Dr. Stanley Lipkowitz
Thank you, Yoshimi. And again, I think this was a very detailed and comprehensive study really piloted by Yoshimi in our lab. So there were a couple of interesting observations. We also had come to the conclusion that clip-P protease may be important, but we had not been able to conclusively prove that when the other groups had published it. In addition, there are other molecules in this family that also do the same thing. And these drugs called the TR compounds from a company called Modera and other related compounds from ONCA Sudex all are clip-P agonists. So it’s a novel class of drugs with a novel mechanism of action for killing cancer cells.
So that leaves several questions that we would like to answer. Probably a very important question as Yoshimi alluded to, we’ve ruled out apoptosis, necroptosis, and autophagy and several other mechanisms as the mechanism about cell death. We still have not defined then, how the cells, how the targeting clip-P and the disruption of mitochondrial function leads to cell death, and that’s an important question to understand.

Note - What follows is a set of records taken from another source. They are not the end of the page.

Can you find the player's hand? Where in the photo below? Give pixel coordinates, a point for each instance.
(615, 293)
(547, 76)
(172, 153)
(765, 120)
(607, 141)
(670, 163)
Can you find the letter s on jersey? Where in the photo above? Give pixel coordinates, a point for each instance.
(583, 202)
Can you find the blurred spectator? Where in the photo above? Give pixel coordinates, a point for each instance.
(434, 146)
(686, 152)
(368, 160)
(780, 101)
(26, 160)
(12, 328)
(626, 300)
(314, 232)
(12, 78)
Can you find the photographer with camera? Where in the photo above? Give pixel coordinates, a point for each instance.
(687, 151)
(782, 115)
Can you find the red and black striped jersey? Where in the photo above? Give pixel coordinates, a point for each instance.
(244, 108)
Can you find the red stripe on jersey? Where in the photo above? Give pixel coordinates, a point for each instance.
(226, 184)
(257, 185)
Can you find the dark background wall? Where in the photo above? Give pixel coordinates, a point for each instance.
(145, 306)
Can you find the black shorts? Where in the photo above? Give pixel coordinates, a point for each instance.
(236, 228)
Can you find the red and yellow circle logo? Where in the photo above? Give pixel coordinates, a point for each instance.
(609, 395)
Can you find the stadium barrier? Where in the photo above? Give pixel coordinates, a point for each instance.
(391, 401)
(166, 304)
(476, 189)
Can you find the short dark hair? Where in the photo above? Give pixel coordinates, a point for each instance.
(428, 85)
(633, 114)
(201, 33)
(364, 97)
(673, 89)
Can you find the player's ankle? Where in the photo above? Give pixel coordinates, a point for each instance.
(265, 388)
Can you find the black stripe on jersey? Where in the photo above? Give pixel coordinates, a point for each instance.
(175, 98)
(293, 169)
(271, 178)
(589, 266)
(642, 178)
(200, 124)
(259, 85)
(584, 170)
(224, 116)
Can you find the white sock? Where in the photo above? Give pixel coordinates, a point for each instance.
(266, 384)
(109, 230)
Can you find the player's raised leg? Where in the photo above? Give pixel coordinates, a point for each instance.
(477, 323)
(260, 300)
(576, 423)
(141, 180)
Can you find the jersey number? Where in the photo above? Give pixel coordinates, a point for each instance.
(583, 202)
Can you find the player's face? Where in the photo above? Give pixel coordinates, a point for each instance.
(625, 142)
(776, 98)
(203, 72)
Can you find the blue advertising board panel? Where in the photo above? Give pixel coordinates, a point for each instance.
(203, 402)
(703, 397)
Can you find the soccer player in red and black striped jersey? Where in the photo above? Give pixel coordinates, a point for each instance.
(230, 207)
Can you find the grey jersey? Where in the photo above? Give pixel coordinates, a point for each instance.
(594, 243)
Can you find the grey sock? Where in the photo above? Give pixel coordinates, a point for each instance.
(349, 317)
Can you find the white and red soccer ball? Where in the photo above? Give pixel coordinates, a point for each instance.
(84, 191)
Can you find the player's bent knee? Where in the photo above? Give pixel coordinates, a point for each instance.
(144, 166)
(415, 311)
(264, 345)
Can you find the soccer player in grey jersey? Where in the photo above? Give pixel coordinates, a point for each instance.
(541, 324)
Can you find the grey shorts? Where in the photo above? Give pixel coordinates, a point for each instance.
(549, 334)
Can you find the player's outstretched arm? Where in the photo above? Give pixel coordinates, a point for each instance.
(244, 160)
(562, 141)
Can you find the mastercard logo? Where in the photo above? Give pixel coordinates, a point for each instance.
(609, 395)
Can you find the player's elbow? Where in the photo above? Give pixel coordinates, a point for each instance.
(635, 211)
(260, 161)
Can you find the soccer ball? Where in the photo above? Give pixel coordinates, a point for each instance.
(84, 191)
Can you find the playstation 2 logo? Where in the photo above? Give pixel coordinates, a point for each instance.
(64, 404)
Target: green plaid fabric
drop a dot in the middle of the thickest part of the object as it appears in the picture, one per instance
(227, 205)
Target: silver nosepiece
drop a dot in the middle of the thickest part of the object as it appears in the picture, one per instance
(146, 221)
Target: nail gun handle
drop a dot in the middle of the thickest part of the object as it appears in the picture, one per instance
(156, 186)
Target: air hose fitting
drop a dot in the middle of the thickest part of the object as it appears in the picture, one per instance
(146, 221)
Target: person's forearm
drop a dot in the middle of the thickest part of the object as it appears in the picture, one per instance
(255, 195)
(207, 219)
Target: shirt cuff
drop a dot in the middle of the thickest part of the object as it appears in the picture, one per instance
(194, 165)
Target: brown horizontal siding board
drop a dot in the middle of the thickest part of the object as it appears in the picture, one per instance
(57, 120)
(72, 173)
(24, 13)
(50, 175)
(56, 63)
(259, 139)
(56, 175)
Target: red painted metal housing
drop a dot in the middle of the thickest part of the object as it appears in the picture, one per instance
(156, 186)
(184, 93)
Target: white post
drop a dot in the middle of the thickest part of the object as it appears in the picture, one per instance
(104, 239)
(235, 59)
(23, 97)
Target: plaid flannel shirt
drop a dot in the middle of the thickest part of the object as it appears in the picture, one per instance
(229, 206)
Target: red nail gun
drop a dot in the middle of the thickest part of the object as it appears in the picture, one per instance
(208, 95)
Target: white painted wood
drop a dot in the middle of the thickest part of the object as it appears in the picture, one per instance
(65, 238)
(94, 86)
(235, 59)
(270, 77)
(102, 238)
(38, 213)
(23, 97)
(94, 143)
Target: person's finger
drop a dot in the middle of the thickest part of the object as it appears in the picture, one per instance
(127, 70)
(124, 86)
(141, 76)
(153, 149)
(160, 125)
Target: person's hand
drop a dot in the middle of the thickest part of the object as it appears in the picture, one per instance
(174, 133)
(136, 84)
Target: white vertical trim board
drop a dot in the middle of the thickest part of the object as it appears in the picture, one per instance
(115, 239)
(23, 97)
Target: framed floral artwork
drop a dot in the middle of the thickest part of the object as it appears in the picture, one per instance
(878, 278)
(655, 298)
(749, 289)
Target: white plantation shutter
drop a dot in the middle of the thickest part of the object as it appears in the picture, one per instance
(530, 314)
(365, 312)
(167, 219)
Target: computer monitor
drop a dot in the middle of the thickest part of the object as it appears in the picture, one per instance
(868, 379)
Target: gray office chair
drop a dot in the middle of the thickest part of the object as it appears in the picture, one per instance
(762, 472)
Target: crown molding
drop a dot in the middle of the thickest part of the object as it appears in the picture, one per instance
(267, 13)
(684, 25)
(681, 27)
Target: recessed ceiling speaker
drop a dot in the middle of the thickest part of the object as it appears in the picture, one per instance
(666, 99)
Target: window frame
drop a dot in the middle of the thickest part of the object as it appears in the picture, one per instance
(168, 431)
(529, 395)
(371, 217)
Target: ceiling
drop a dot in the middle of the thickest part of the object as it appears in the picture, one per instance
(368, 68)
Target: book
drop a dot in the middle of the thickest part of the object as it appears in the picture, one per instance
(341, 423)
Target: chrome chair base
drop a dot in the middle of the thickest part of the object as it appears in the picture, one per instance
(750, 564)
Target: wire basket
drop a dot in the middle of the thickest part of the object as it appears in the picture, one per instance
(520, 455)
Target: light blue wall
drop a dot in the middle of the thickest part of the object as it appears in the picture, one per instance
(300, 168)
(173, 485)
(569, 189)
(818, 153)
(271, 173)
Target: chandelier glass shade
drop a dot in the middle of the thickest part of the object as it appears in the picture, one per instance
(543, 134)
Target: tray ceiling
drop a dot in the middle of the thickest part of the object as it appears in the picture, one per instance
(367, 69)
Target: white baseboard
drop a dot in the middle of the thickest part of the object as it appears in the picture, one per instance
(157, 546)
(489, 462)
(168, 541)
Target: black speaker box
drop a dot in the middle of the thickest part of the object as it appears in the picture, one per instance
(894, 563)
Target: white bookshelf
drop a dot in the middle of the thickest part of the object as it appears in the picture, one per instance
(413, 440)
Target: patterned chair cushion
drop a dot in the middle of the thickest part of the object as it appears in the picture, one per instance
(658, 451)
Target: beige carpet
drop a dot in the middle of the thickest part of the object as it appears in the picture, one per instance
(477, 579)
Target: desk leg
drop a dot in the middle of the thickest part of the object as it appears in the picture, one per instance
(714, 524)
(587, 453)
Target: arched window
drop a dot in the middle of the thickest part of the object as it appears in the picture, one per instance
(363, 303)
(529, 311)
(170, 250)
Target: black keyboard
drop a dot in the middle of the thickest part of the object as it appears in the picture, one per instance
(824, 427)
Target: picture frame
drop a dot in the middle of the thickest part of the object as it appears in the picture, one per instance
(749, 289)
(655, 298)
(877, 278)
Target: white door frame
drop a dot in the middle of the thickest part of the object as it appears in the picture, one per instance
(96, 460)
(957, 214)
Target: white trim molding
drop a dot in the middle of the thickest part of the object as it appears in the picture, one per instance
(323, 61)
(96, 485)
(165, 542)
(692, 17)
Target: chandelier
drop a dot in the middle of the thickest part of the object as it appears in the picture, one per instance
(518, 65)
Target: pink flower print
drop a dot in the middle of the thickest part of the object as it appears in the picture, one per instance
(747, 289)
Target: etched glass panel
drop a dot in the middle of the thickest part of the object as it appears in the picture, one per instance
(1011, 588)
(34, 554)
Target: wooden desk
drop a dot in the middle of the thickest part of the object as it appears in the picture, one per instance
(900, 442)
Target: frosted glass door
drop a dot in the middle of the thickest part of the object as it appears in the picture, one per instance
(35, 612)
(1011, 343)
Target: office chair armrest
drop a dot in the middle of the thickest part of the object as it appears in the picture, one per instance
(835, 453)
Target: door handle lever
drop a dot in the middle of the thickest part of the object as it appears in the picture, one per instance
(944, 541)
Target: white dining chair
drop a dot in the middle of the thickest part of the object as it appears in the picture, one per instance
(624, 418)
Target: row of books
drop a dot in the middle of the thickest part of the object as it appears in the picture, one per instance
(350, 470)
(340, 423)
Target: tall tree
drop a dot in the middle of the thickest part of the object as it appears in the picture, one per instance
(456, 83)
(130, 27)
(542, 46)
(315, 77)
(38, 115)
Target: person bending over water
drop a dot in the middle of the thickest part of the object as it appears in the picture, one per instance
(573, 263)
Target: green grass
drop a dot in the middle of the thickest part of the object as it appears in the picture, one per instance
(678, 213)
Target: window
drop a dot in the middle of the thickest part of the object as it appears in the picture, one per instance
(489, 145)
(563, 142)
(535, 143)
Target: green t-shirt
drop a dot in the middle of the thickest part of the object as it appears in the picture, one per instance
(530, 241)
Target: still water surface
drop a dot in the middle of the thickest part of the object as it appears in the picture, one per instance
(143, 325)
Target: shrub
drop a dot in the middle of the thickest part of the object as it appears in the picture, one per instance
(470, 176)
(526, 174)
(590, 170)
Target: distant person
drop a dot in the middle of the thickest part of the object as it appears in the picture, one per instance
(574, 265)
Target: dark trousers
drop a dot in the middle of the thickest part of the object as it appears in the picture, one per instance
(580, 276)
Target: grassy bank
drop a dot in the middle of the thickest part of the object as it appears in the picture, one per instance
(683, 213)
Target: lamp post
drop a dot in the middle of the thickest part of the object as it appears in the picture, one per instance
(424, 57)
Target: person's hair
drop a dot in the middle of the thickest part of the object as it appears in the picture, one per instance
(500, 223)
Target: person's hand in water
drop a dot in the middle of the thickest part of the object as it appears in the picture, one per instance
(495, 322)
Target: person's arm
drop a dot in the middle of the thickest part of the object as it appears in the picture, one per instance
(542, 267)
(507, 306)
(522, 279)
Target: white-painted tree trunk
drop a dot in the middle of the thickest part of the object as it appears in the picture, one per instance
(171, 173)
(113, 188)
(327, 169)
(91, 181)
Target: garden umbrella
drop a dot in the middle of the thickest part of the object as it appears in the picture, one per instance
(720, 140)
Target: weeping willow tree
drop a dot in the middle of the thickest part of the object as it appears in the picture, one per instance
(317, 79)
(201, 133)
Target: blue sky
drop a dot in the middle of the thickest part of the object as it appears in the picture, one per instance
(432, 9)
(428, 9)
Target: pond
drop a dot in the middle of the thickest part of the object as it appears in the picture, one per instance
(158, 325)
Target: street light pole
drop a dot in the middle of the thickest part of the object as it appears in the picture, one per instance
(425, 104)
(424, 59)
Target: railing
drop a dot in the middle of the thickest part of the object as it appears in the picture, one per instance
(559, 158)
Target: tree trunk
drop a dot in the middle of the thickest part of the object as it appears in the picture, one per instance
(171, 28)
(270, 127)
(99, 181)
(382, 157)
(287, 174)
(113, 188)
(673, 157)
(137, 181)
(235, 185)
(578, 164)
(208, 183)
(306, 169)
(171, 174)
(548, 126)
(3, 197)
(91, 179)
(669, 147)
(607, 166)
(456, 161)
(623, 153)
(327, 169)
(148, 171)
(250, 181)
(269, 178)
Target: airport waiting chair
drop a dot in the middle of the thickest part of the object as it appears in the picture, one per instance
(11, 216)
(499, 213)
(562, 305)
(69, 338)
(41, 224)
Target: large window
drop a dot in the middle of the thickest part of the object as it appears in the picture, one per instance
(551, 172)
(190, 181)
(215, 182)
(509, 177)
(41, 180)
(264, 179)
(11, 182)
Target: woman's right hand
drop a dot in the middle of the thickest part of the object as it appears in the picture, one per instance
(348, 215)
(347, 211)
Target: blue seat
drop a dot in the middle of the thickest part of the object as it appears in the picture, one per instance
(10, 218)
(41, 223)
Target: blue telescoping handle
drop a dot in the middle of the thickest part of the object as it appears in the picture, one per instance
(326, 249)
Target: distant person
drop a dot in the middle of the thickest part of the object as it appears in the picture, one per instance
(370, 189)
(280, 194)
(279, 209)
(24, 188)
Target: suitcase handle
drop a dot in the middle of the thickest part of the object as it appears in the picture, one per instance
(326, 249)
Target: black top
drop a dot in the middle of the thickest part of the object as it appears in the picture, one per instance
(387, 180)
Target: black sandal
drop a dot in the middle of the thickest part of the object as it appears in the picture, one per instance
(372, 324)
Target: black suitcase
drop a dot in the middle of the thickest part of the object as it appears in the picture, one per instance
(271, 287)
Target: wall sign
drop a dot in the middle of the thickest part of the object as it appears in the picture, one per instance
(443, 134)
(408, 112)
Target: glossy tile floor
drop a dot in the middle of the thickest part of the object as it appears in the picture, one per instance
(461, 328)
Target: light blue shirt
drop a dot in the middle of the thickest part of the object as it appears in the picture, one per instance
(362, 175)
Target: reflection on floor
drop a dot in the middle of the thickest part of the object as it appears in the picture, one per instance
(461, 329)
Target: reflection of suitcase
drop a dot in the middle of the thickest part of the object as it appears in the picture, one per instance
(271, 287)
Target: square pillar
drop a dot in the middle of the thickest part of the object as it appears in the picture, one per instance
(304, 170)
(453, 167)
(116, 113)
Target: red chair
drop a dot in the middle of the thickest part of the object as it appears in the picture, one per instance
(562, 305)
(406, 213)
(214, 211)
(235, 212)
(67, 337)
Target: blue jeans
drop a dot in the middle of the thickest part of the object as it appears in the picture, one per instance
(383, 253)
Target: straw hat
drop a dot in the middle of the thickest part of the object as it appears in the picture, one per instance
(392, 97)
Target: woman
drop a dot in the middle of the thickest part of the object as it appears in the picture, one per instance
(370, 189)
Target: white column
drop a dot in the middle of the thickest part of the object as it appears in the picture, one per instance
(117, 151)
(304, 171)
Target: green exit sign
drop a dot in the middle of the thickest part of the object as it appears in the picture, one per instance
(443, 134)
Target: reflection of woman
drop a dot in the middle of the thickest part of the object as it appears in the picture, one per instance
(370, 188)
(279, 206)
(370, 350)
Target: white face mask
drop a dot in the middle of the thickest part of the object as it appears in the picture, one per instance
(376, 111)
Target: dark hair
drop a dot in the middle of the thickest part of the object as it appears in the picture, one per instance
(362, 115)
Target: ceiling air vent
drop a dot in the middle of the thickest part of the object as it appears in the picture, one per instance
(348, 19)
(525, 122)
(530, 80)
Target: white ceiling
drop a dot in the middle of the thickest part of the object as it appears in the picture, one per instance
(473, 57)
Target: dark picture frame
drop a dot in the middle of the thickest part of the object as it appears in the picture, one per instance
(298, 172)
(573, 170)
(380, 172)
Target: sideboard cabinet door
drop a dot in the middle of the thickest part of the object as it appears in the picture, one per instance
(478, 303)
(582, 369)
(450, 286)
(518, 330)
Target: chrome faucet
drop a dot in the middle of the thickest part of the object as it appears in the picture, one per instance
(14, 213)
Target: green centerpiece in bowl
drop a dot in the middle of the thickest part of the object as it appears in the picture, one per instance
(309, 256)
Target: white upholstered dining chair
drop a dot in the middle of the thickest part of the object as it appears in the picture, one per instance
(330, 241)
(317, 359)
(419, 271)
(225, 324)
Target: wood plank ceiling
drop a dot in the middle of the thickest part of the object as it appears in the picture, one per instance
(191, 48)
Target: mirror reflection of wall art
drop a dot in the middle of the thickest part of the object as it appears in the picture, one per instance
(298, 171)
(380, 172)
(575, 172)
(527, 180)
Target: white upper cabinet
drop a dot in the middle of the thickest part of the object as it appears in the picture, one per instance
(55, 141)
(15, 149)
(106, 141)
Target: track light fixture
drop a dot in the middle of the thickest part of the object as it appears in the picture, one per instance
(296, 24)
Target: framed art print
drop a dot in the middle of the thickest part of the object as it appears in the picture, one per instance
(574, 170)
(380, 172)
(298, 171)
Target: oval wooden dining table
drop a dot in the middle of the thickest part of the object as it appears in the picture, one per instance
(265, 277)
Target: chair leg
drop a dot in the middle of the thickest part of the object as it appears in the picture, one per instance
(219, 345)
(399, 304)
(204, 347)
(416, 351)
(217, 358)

Another very important question for the application of these drugs in the clinic is what determines if a cell is, or isn’t dependent on their mitochondria and therefore will be sensitive to such drugs? For example, as we showed in our paper, cells that lack critical TCA cycle components such as FH, fumarate hydrotase, are absolutely resistant to these drugs because they really don’t depend on their mitochondria. So I think it will be important going forward to be able to identify features of cancers that suggest that these drugs will be useful. Now it may either be subtypes of cancer or either subtypes of the cells in a cancer, in a particular cancer population that are sensitive, but I think that’s a critical if we’re going to apply these to patients.
And so with that, I think this work has defined a novel mechanism of action of a class of drugs. It’s been furthered by the other groups, which identified clip-P as the target, and I think there’s a lot of work, but a lot of excitement about this novel target in cancer cells.